Y'a plus de saison. Avant, l'arrivée du printemps, c'était les oiseaux qui gazouillent, et les amoureux qui s' bécotent sur les bancs publics, bancs publics...

 Bonjour déprime.

Là, j'hallucine. Bien boudinée clans mon panta‑court un rien trop étroit (ce que ça peut rétrécir au lavage, quand même !), j'assumais mes rondeurs en attendant le prince charmant du printemps. C'est alors que je suis tombée sur les unes des magazines. Adieu romance, bonjour déprime le régime y semblait de saison. Perdez 12 kilos en 12 jours, 6 centimètres de tour de cuisse en moins de 2 semaines... Étrangement, j'ai pris la chose comme une attaque personnelle. Et décidé de relever le défi.

Première étape, on se pèse (des fois que le pantalon ait vraiment rétréci). Deuxième étape, le test de la balance s'étant révélé ,sans appel, on vire du frigo les rillettes, la mayo et les tiramisu en lot de 72. Troisième étape, on pleure.

 Une autre femme

 Et le marathon commence. Fini le rayon traiteur, l'abonnement au marché de Kérinou s'imposait. Dans mon panier . poireaux, courgettes, pommes et salade. Dans mon for intérieur, une légère morosité à l'idée des menus à venir.

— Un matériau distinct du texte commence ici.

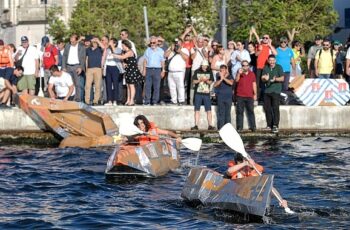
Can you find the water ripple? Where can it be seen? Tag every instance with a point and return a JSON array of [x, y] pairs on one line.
[[67, 188]]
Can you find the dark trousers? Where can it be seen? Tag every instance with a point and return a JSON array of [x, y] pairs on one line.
[[286, 81], [188, 84], [152, 81], [138, 93], [224, 110], [260, 87], [112, 83], [248, 104], [272, 109], [79, 82]]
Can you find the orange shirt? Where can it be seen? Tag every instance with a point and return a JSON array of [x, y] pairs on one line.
[[246, 171], [263, 56]]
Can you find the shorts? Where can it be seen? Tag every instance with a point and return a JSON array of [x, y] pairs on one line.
[[26, 82], [2, 83], [200, 99]]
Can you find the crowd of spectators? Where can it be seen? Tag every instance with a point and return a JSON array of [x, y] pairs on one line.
[[192, 69]]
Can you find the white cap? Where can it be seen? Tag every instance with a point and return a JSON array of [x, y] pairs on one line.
[[205, 62]]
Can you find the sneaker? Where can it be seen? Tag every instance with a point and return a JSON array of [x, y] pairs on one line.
[[4, 106], [274, 129]]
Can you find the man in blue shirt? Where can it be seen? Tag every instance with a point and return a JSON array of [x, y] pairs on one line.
[[153, 70], [285, 58], [93, 71], [10, 84]]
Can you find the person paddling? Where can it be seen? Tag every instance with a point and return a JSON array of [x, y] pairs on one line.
[[240, 168], [152, 131]]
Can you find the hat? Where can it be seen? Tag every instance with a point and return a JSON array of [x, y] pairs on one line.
[[88, 37], [283, 39], [24, 39], [205, 62], [336, 42], [44, 41], [318, 37]]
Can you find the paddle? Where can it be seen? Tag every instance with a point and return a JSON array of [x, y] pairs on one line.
[[233, 140], [127, 129]]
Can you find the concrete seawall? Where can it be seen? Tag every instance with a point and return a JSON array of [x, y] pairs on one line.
[[182, 117]]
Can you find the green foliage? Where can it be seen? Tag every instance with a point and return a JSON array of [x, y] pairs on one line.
[[278, 17], [168, 18], [57, 29]]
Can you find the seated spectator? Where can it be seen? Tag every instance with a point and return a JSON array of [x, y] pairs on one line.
[[61, 85]]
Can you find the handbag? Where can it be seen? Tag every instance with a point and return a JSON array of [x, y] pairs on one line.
[[20, 61]]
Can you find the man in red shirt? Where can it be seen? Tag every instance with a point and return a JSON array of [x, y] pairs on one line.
[[50, 58], [264, 49], [188, 43], [246, 93]]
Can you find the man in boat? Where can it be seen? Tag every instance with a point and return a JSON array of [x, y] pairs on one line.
[[151, 130], [240, 168]]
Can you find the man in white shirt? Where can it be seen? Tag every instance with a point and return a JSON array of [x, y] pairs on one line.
[[73, 61], [177, 57], [30, 62], [61, 85], [124, 35]]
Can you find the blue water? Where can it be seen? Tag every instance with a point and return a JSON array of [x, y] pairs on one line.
[[67, 189]]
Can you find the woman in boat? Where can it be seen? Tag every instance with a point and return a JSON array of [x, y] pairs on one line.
[[240, 168], [152, 131]]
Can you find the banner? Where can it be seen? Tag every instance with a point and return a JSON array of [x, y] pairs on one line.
[[321, 92]]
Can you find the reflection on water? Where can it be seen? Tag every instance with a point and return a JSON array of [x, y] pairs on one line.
[[66, 188]]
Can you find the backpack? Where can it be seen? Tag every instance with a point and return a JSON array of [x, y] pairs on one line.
[[319, 55]]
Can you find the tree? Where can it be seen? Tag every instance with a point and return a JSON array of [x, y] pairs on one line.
[[165, 17], [57, 29], [302, 19]]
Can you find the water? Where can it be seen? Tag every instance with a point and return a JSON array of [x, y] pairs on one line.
[[66, 188]]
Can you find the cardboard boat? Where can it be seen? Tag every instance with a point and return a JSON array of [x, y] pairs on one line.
[[78, 124], [250, 195], [151, 160]]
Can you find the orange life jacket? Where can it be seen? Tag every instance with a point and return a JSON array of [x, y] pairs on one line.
[[246, 171], [5, 57], [152, 135]]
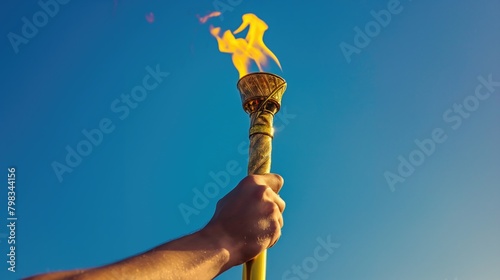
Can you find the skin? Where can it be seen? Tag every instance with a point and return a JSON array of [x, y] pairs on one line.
[[247, 221]]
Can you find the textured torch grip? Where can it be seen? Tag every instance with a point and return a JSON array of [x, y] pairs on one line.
[[259, 162]]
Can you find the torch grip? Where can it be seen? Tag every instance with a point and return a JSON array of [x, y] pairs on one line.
[[259, 162], [261, 95]]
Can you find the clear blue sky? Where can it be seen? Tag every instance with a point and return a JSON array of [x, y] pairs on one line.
[[351, 118]]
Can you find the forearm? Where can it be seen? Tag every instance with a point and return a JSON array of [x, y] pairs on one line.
[[197, 256]]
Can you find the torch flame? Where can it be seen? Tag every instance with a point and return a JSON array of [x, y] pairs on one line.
[[245, 50]]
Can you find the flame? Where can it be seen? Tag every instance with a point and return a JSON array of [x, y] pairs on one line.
[[250, 48], [211, 15]]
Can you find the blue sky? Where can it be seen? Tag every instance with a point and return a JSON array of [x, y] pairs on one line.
[[348, 119]]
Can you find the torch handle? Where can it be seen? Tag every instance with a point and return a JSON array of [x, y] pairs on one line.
[[259, 162]]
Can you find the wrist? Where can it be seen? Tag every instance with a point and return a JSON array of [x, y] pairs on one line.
[[229, 251]]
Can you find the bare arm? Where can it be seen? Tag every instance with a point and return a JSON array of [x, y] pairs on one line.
[[246, 221]]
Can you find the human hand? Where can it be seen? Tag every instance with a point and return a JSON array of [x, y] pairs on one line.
[[249, 219]]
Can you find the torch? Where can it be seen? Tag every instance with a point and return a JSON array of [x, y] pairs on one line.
[[261, 95]]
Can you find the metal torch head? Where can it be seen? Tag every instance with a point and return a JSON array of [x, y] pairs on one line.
[[261, 89]]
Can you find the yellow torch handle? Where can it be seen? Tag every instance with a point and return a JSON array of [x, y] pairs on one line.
[[259, 162]]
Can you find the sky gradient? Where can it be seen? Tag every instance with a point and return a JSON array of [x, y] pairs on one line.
[[367, 81]]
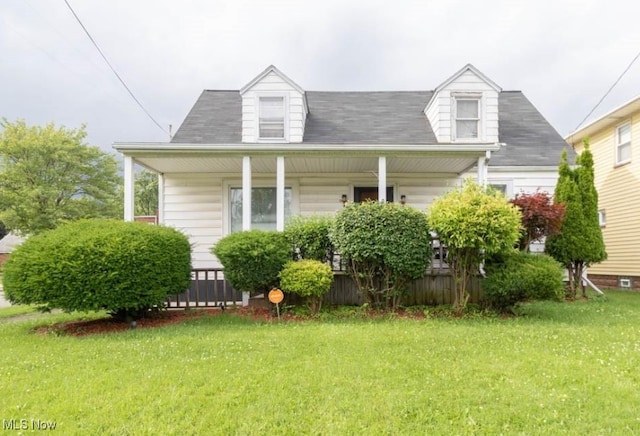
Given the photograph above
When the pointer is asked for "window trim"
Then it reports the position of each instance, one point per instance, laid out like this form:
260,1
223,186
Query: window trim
285,121
602,217
618,145
256,183
455,97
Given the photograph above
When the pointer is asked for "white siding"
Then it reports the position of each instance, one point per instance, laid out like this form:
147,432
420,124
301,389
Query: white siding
295,117
440,112
193,204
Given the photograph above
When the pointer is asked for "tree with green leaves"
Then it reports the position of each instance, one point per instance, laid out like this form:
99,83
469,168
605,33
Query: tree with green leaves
473,222
580,243
146,193
3,230
49,175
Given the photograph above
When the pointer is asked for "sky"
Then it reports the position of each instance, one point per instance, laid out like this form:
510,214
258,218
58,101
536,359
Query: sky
563,54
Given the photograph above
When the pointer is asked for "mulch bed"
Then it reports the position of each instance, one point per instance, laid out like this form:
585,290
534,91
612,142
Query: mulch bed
159,319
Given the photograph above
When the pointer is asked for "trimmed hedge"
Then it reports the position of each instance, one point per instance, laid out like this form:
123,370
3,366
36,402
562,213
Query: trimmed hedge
91,265
308,278
386,247
519,276
253,259
309,236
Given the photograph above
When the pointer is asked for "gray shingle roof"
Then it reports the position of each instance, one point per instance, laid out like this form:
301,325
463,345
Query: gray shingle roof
530,139
394,117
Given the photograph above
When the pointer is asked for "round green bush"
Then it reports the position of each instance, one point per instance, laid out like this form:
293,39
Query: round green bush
386,247
91,265
308,278
517,276
309,236
253,259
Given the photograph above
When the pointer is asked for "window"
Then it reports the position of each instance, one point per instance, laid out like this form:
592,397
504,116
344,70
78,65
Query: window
467,117
623,144
271,121
263,208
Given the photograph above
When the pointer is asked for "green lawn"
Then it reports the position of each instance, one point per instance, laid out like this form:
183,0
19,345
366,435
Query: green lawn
562,368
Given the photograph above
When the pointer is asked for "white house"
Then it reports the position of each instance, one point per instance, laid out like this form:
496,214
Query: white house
250,158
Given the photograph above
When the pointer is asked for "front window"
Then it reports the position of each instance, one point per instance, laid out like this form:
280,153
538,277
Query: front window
271,121
263,208
623,144
467,118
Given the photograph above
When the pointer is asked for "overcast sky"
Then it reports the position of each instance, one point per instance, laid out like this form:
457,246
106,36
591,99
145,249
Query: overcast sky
562,54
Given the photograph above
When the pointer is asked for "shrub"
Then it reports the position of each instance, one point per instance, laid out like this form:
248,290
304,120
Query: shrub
308,278
520,276
472,222
253,259
90,265
386,246
310,237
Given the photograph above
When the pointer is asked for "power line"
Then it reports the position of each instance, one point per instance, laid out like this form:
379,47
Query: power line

 J'ai tenu 2 semaines. Jogging le matin (enfin... un matin), 3 litres d'eau par jour, un bol de brocolis accommodé de fromage blanc à 0 % de matières grasses (et de goût) à midi, une heure à la piscine de Recouvrante le soir, un bon (on se motive comme on peut !) bouillon de légumes avant d'aller au lit. Une autre femme, quoi.

 Vive les banc publics

 Et une nouvelle vie, ça se fête, non ? Ben si. Au bout de 15 jours d'abstinence et 3 kilos en moins, j'ai donc accepté l'invitation à la soirée de mon pote Yannick. Le lendemain, histoire de me redonner du coeur au régime, je suis remontée sur la balance. J'aurais p'tet pas dû : mon solde de kilos en moins semblait avoir mal digéré les cahuètes de la veille...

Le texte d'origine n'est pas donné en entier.